The RLIMIT_RSS limit (BSD-derived; absent from SUSv3, but widely available) specifies the maximum number of pages in the process’s resident set; that is, the total number of virtual memory pages currently in physical memory. This limit is provided on Linux, but it currently has no effect.
In older Linux 2.4 kernels (up to and including 2.4.29), RLIMIT_RSS did have an effect on the behavior of the madvise() MADV_WILLNEED operation (Advising Future Memory Usage Patterns: madvise()). If this operation could not be performed as a result of encountering the RLIMIT_RSS limit, the error EIO was returned in errno.
The RLIMIT_RTPRIO limit (Linux-specific; since Linux 2.6.12) specifies a ceiling on the realtime priority that may be set for this process using sched_setscheduler() and sched_setparam(). Refer to Modifying and Retrieving Policies and Priorities for further details.
The RLIMIT_RTTIME limit (Linux-specific; since Linux 2.6.25) specifies the maximum amount of CPU time in microseconds that a process running under a realtime scheduling policy may consume without sleeping (i.e., performing a blocking system call). The behavior if this limit is reached is the same as for RLIMIT_CPU: if the process reaches the soft limit, then a SIGXCPU signal is sent to the process, and further SIGXCPU signals are sent for each additional second of CPU time consumed. On reaching the hard limit, a SIGKILL signal is sent. Refer to Modifying and Retrieving Policies and Priorities for further details.
The RLIMIT_SIGPENDING limit (Linux-specific; since Linux 2.6.8) specifies the maximum number of signals that may be queued for the real user ID of the calling process. Attempts (sigqueue()) to exceed this limit fail with the error EAGAIN.
The RLIMIT_SIGPENDING limit affects only the calling process. Other processes belonging to this user are not affected unless they also set or inherit this limit.

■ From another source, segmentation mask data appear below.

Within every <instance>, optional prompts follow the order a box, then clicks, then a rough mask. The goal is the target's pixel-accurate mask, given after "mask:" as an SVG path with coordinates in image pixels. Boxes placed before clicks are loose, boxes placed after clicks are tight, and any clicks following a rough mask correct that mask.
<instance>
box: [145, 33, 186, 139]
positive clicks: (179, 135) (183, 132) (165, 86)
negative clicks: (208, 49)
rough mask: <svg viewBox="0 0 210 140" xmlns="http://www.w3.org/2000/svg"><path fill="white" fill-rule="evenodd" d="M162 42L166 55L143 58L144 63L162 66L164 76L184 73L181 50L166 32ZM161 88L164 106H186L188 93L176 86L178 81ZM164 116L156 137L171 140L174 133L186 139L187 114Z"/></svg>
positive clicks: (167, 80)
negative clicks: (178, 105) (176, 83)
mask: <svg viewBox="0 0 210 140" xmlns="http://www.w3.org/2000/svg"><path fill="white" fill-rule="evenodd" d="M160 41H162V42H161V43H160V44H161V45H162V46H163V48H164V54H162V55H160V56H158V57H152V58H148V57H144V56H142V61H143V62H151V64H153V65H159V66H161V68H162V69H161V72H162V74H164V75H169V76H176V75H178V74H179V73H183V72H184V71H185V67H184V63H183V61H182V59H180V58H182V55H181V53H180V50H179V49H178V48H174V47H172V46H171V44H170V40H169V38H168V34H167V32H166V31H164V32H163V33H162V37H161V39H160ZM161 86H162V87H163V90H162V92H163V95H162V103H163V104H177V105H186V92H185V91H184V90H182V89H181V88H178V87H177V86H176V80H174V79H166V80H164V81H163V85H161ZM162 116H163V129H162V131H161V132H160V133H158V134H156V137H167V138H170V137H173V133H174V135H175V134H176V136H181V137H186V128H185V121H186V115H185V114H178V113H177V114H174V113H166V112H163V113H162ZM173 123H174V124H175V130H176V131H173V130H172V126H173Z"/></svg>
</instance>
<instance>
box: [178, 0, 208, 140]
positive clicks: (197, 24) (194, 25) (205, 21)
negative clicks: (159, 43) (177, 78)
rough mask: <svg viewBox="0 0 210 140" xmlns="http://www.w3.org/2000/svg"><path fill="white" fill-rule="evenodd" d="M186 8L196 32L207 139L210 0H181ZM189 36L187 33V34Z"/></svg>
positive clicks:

As initially implemented, the default value for the RLIMIT_SIGPENDING limit was 1024. Since kernel 2.6.12, the default value has been changed to be the same as the default value for RLIMIT_NPROC.
For the purposes of checking the RLIMIT_SIGPENDING limit, the count of queued signals includes both realtime and standard signals. (Standard signals can be queued only once to a process.) However, this limit is enforced only for sigqueue(). Even if the number of signals specified by this limit has already been queued to processes belonging to this real user ID, it is still possible to use kill() to queue one instance of each of the signals (including realtime signals) that are not already queued to a process.
From kernel 2.6.12 onward, the SigQ field of the Linux-specific /proc/PID/status file displays the current and maximum number of queued signals for the real user ID of the process.
The RLIMIT_STACK limit specifies the maximum size of the process stack, in bytes. Attempts to grow the stack beyond this limit result in the generation of a SIGSEGV signal for the process. Since the stack is exhausted, the only way to catch this signal is by establishing an alternate signal stack, as described in Section 21.3.
Since Linux 2.6.23, the RLIMIT_STACK limit also determines the amount of space available for holding the process’s command-line arguments and environment variables. See the execve(2) manual page for details.